By late afternoon yesterday, three of four lanes on U.S. 1 near the campus had been reopened, according to David Buck, a spokesman with the Maryland highway department.
University Boulevard was open later in the day, Buck said.
The UMCP parking lot where as many as 600 cars were damaged in the storm was mostly cleared yesterday, with the most severely damaged cars moved to the rear, Cathcart said.
"We had cots set up in the recreation center and the student union, but none of them were used, so it looks like most people were able to find friends and bunk up with them," said Cathcart.
A BGE spokeswoman said power was restored late Tuesday to all customers affected by the storm.
PEPCO, the District of Columbia-area utility, was working on 300 homes and businesses without electricity. Residents were given dry ice to keep their refrigerators cool, said company spokeswoman Makini Street.
Even those seriously injured by the funnel cloud said yesterday they were feeling better.
"I'm one of the most fortunate people around," said Brian Fuselier, 36, the Maryland Fire and Rescue Institute's information technology coordinator.

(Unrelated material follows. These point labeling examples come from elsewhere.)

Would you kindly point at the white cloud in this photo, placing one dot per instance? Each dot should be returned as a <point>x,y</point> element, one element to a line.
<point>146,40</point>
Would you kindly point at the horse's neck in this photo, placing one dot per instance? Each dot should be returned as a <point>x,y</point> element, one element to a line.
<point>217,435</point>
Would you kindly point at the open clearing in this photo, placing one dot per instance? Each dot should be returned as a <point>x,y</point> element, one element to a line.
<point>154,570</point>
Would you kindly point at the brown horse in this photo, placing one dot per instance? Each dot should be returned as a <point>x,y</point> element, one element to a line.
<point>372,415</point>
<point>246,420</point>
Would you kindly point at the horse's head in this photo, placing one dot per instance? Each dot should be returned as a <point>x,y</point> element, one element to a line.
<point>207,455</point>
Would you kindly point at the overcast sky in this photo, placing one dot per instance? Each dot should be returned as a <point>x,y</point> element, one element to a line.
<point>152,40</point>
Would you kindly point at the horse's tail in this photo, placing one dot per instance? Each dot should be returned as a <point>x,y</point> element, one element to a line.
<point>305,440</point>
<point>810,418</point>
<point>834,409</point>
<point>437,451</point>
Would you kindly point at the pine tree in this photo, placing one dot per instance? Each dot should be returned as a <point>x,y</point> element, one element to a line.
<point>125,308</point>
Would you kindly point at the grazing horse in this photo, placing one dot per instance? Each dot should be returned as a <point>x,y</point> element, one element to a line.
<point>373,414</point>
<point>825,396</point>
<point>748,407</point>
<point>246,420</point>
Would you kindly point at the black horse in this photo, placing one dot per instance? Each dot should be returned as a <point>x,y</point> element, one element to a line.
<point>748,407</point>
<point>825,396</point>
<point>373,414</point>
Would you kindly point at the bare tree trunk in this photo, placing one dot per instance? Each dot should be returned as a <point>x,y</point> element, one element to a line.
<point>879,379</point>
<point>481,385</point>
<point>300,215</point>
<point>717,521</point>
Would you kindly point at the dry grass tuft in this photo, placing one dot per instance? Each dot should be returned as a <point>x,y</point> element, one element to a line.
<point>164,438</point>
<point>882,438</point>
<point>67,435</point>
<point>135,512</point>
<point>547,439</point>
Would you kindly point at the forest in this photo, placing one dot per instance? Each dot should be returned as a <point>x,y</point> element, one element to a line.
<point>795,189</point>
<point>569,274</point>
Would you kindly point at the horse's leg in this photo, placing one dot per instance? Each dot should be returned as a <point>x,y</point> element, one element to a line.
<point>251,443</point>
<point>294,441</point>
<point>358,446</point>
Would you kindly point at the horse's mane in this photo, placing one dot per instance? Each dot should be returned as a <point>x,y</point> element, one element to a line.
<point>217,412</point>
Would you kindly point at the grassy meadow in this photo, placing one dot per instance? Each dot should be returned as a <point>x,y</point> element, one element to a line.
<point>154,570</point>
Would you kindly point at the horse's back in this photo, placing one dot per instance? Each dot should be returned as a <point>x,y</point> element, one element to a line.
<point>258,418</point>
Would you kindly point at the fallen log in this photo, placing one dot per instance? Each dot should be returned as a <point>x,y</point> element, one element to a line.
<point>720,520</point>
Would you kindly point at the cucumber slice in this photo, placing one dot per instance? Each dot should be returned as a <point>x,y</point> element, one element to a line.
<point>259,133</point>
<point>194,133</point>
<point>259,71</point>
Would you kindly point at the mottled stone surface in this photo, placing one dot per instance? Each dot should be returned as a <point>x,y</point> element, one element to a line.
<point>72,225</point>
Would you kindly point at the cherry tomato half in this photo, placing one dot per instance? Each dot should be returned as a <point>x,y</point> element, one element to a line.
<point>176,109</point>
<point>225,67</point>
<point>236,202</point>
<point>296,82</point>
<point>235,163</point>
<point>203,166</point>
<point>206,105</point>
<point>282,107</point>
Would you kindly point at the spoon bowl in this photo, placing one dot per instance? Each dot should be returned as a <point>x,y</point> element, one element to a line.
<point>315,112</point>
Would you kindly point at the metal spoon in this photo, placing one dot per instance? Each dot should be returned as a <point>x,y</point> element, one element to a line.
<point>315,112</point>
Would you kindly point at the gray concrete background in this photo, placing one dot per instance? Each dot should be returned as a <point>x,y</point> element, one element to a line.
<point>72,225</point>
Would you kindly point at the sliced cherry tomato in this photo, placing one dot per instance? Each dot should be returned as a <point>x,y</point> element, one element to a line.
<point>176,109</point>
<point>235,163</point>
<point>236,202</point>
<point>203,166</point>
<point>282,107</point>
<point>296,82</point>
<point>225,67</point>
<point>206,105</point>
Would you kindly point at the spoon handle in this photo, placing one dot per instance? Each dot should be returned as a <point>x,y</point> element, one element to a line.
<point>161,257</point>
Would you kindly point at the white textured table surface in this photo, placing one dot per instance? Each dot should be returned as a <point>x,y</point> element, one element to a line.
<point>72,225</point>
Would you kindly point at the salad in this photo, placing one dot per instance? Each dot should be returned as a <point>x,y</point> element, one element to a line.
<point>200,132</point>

When the tornado leveled the institute's temporary home on the College Park campus, Fuselier was hit in the back by a bookcase - which fractured three vertebrae, cracked a rib and injured his lung. His spleen was removed Monday night, but Fuselier is expected to make a full recovery.
Officials in Laurel were pondering the fate of the now roofless and crumbling Harrison-Beard building, a masonry structure built in 1890 that is particularly important for the links to the past it provides for the city.
"This has more history than any other building in this town," said Gayle Snyder, chairwoman of the Historic District Commission. "It's really the cornerstone of Laurel. So much of the town's history revolves around it."
Snyder is a fourth generation Laurel resident and said her mother, Juanita Wellford, worked there for about 22 years, when it served as City Hall.
Harrison-Beard was slated for demolition yesterday morning, according to Laurel City Police spokesman Jim Collins, but worries that a decision to tear it down was being made too quickly kept it standing for at least one more day.
"As long as everyone believes that they truly did explore all other options, we'll just have to let it go," said Marlene Frazier, president of the Laurel Historical Society.
Harrison-Beard has housed everything from a department store to the police and fire departments. The Laurel Regional Hospital Auxiliary has run a thrift shop in the building for nine years.
Mayor Frank P. Casula and the City Council will make the final decision on the building's fate, Collins said. Casula was out of his office yesterday on personal business, his assistant said.
In Laurel, the tornado left no one seriously injured. But the storm claimed the lives of two University of Maryland students, Colleen and Erin Marlatt, and left one person in serious condition at Prince George's Hospital Center.
For now, yellow police tape blocks sad-eyed residents from getting too close to the deteriorated building. Many snap pictures of it, and tell stories that seem to all begin with, "I remember when."
Its signature red bricks lay in different sized piles around it. A few people sneaked across police lines to grab a brick as a memento. Broken ceiling beams and chunks of destroyed wall are visible through the shattered windows facing Ninth Street.
Yesterday afternoon, city workers carefully unwove the building's roof from a tangle of cables across the street, where the tornado had deposited it Monday night.
John Robinson, who has lived down the street from the building for all his 52 years, has seen firsthand a large chunk of the building's history. "I just can't imagine it not being there," he said.
When Robinson was a child of maybe 4 or 5, he estimates, he would marvel at the fire engine parked in its garage.
Robinson recalled that the old fire station was one of the first places in Laurel to have a television set, making it a gathering place for the whole town.